Robots with openness and flexibility have attracted a large number of researchers to conduct in-depth studies in the field of surface machining. However, there is a redundant degree of freedom (DOF) in 6-DOF robot machining: when a ball end milling cutter is used to process curved parts, the tool point needs to strictly follow the planned milling trajectory, but the tool axis vector only needs to be within a certain range. During the machining process, the rotation of the tool around its axis is not constrained. Therefore, it is necessary to optimize the redundant DOF. Aiming at the redundant DOF of the tool axis vector in ball end milling for surface parts, a Redundancy Optimization strategy for Minimum Joint trajectory (ROMJ) is proposed. It takes the shortest trajectory of robot joints as the optimization objective, and the numerical optimization method is adopted to carry out the optimal design of tool axis vector trajectory in the milling process.
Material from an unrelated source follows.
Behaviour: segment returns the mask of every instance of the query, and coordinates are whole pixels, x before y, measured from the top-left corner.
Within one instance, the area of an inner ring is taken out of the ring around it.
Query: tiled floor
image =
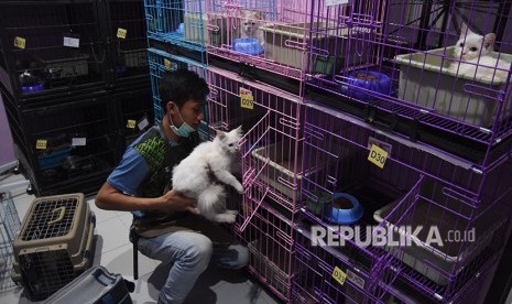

Before optimization, to decrease the data volume, the number of track points is sampled and adjusted based on curve characterization errors. In the optimization process, considering the obvious difference in the load quality characteristics of the robot joints, a Redundancy Optimization strategy for Minimum Joint trajectory considering the different Load of joints (ROMJ-L) is proposed. The load difference coefficients of each joint are introduced into the optimization objective of the trajectory of robot joints. By using this method, the optimal design of each joint trajectory of the robot is realized. In order to verify the methods proposed in this paper, a comparison experiment is carried out. The results show that under the same tool point trajectory, the proposed methods can significantly reduce the robot joint trajectory, and the joint trajectory is influenced by the load difference of each joint. Finally, an Eflin-10 robot is used to process the butterfly trajectory tool path by the trajectory planned by the ROMJ-L method, and the results show that the method is practical.